Таня совершенно не слушала урока, а между тем Негоряев, любуясь собой, своим красноречием, уже довольно долго рассказывал про реформы Александра Второго. Воспитанницам нравилась его манера читать лекции, потому что Негоряев очень удачно использовал в своей речи поговорки и пословицы, которых он знал великое множество, цитаты из известных поэтов и иные риторические приемы. Он говорил с упоением, самозабвенно и никогда не укладывался в отведенное время. Колокольчик прерывал его обычно на полуслове, и Негоряев, с удивлением и сожалением вынимал часы, чтобы удостовериться, верно ли уже конец урока, или ослышался он, или недоразумение какое вышло.

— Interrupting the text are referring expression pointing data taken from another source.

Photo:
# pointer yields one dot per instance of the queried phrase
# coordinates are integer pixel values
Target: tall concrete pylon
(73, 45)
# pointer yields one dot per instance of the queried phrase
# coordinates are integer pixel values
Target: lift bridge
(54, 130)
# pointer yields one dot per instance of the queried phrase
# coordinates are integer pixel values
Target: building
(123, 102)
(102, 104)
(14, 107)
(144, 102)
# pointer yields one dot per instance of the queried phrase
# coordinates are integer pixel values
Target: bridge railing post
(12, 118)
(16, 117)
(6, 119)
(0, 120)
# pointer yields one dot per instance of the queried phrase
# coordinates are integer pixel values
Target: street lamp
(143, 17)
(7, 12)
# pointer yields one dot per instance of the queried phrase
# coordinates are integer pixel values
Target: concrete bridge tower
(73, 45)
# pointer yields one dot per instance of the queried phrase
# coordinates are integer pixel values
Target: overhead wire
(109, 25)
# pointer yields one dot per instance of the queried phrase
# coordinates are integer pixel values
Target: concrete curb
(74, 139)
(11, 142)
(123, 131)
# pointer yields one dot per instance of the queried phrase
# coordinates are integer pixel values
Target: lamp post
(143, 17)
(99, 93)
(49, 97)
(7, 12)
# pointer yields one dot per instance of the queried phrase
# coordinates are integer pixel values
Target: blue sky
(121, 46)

Точно так же было и в этот раз. За дверями прозвонили конец урока. Негоряев отщелкнул крышечку часов и, как бы извиняясь за вынужденное окончание лекции, развел руками, при этом улыбнулся он совсем уж широко, так что из-под усов даже показался ряд крепких белых зубов. Затем он собрал журналы и ушел. Класс сразу же наполнился оживленным девичьим щебетанием. Лиза и Надя одновременно обернулись к Тане и засыпали наперебой ее вопросами.

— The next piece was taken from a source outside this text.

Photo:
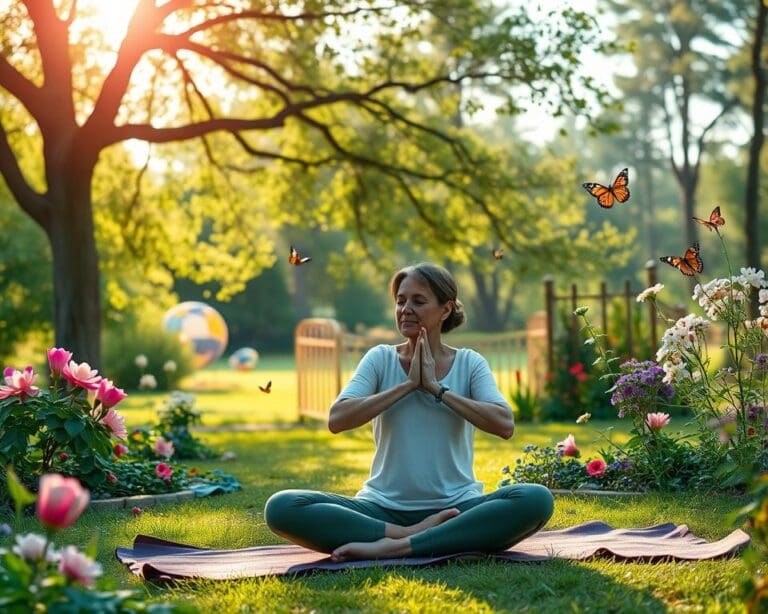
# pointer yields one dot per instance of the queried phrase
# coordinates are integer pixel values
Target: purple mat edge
(148, 571)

– Отчего вы вчера не были на уроках?
– Не случилось ли чего?
– А где Лена?
– Что с тобой, Таня? Ты будто опечалена чем-то. Ты не больна?
– Что произошло?
Таня молчала. Она в упор смотрела на Лизу и не произносила ни единого слова. Ее взгляд был страшен. Глаза нездорово горели. Но уста ее, из которых подруги чаяли услышать объяснений, угрожающе безмолвствовали. Девочки тоже, в растерянности, замолчали, причем Лиза, смутившись, даже подалась назад, подальше от Тани, от ее жуткого взгляда. Казалось, сейчас в Тане неистово борются две антагонистические силы. Одна из них заставляет ее немедленно выговориться, крикнуть, может быть, даже, а противная сила не дает раскрыть рта, душит ее немотой. Но вот, по всей видимости, вторая сила взяла верх. Порозовев лицом, Таня отвернулась от Лизы и сейчас же схватила свой портфель, который она так и не раскрыла с начала урока, и стремительно вышла из класса, оставляя подруг совершенно уничтоженными непостижимостью такого ее поведения.
– Боже, что случилось? – пролепетала Лиза, смутно предчувствуя, что она находится в какой-то связи с невиданным Таниным поведением.
Надя, едва придя в себя от неожиданности, вскочила и выбежала вслед за Таней. В коридоре резвились воспитанницы младших классов. Тани здесь уже не было. Догнала ее Надя только внизу перед самым выходом.